I've been using it for the past several weeks. Here's a summary of what I've experienced. Take it for what it's worth.
I started at 1.25mg, and stayed there for a week due to the sides: persistent, intermittent headache, lethargy/drowsiness, and stuffy nose. Basically, sorta like a cold. Moved up to 2.5mg, and the sides stayed the same and even lessened a bit. Stayed at 2.5mg for 3 days, and moved to 3.75mg. At this point, I started noticing a drop in libido. Since some have suggested bromo may interfere with normal LH production, I was worried the bromo might be lowering my test levels. I emailed Lyle and after looking into it, he admitted it is an issue in rats, but there is no consensus about humans. He also mentioned that, even if it was an issue, since prolactin peaks from 2am-10am, if one takes the bromo in the morning he should avoid any problems. He thought my loss of libido might be due to stress and/or non-existent saturated fat intake(which for some reason I'd stupidly missed) I went off bromo for a few days, starting eating some saturated fat, and had no problems so I went back on. After starting up, I had no problems with libido, so I suspect my symptoms were, indeed, caused by a lack of saturated fat in my diet. I'd only gone off for two days, and started back at 2.5mg, but the side effects were probably the worst at this point. I altered my diet yesterday, and due to a lowered carb intake(though not ketogenic) and unforutunately went hypoglycemic after my workout yesterday(fairly certain of this. About an hour after finishing my workout I started sweating, trembling, had severe headache and nausea, slightly blurred vision in the peripheral vision of my left eye.
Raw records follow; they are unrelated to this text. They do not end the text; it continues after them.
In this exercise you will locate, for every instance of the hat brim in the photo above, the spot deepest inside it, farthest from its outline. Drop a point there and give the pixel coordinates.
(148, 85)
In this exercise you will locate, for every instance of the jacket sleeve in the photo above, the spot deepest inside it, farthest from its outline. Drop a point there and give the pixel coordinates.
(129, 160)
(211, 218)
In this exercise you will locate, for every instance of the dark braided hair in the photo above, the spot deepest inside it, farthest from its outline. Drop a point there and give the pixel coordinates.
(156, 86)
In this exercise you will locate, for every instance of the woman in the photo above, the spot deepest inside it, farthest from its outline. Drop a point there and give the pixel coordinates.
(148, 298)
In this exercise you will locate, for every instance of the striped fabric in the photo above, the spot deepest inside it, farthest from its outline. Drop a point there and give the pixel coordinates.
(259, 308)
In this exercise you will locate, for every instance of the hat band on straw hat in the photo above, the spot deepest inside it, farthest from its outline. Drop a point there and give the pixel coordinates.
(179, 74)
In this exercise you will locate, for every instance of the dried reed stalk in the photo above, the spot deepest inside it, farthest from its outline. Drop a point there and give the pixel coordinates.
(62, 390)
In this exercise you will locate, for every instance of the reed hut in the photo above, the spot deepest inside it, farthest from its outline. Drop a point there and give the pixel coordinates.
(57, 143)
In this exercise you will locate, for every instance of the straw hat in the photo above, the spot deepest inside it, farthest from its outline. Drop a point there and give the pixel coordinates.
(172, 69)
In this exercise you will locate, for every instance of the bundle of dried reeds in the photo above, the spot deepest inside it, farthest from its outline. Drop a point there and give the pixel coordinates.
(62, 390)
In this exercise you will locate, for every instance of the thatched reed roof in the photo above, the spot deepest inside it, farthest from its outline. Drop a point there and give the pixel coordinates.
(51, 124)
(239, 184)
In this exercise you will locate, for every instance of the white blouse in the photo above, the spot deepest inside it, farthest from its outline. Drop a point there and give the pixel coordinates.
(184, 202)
Ending up throwing up) The situation resolved after I consumed 50g of carbs--though, even then it took 2-3 hours(which is a bit puzzling, actually) I would definitely recommend avoiding(or at the very least being extremely careful if using a low carb diet in conjunction with bromo.
Bromo does work superbly at suppressing appetite(I would say better than anything I've tried, including norephedrine), and although I wasn't using it long it seemed to be helping with my fat loss. I am trying to figure out how to integrete it with my current diet/training approach--without putting myself in a hypoglycemic coma--although it simply may not be possible.